Cedeira is a municipality in the province of A Coruña in the autonomous community of Galicia in northwestern Spain. It is situated in the northern coast of the Rías Altas. Cedeira has a population of 7,412 inhabitants (INE, 2010).

Parroquias
Cedeira (Santa María do Mar)
Cervo (Santalla)
Esteiro (San Fiz)
Montoxo (San Xiao)
Piñeiro (San Cosme)
Régoa (Santa María)
San Román de Montoxo (San Román)

Demography  
From:INE Archiv

Politics

Economy

Travelers from Cedeira travel to South Africa, Terranova in Canada or the Irish Box to fish. Most of the fish, mainly tuna, is canned and stored in warehouses locally for later distribution to different parts of Spain and Europe.

Farming, horse breeding and timber production, together with services are the main economic activities. Since the late 1980s Cedeira has developed into a coastal resort.

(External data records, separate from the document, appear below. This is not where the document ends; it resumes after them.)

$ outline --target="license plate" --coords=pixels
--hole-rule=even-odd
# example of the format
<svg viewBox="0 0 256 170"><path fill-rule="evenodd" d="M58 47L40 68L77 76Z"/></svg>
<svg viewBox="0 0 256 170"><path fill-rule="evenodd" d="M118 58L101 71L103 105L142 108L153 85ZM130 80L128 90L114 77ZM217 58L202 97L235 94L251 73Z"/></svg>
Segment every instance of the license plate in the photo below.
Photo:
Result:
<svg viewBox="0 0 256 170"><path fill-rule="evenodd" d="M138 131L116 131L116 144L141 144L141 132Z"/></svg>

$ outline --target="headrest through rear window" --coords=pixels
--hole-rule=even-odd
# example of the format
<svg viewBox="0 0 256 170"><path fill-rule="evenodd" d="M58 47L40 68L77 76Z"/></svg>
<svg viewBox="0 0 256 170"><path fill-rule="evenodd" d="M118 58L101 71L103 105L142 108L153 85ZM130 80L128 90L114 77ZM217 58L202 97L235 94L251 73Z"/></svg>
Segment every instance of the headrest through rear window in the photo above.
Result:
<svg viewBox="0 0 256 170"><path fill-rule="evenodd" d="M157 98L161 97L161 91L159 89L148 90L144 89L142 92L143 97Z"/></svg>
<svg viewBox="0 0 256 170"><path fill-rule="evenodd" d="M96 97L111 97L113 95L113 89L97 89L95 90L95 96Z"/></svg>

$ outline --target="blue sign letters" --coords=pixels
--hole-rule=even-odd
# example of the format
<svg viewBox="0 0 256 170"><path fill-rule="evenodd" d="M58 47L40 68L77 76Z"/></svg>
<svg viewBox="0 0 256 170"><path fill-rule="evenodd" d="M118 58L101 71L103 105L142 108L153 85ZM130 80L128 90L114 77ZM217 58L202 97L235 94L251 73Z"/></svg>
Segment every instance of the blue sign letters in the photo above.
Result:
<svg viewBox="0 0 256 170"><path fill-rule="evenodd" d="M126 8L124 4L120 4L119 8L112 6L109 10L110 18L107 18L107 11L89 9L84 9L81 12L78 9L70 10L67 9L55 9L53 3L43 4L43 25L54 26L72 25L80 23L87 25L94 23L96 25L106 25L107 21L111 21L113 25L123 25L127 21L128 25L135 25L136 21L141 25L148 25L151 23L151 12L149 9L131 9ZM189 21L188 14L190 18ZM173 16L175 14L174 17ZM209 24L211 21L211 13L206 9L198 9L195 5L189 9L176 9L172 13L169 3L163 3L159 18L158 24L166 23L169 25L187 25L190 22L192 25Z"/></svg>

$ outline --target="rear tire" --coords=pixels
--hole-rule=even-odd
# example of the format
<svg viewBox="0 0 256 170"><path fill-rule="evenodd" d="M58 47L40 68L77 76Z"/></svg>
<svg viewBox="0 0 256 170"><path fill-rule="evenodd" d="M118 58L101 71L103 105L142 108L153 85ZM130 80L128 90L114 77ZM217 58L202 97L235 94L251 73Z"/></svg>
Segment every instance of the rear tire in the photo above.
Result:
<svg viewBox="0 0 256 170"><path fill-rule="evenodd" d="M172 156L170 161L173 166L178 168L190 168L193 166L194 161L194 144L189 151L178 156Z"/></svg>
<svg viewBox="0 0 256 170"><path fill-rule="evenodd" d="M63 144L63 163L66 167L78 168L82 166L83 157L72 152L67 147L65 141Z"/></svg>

Wind-mill parks are common in Ferrolterra, particularly in the boroughs of Cariño, Cedeira and A Capela.

Santo André de Teixido
Nearby is the site of Santo André (or San Andres), a pre-Christian pilgrimage site, with a holy well. Parts of the chapel at San Andres dates from the 12th century, although most of the structure was designed by Miguel Lopez de la Peña and built in 1789. The earliest reference to Christian pilgrimage there comes from a 1391 manuscript, in which a woman from nearby Viveiro says:

Iten mando yr por min en romaria yr per min a Santo Andre of Teixido, porque Ilo tenno prometudo, tenno, et que le ponnan enno seu altar hua candea commo he hua muller de meu estado

The cliffs of San Andres are described as the highest in Europe.

Culture
Cedeira hosts a small Medieval Fair in one of its main squares each year. In addition, the gastronomical "Percebe" (barnacle) festival is held in July.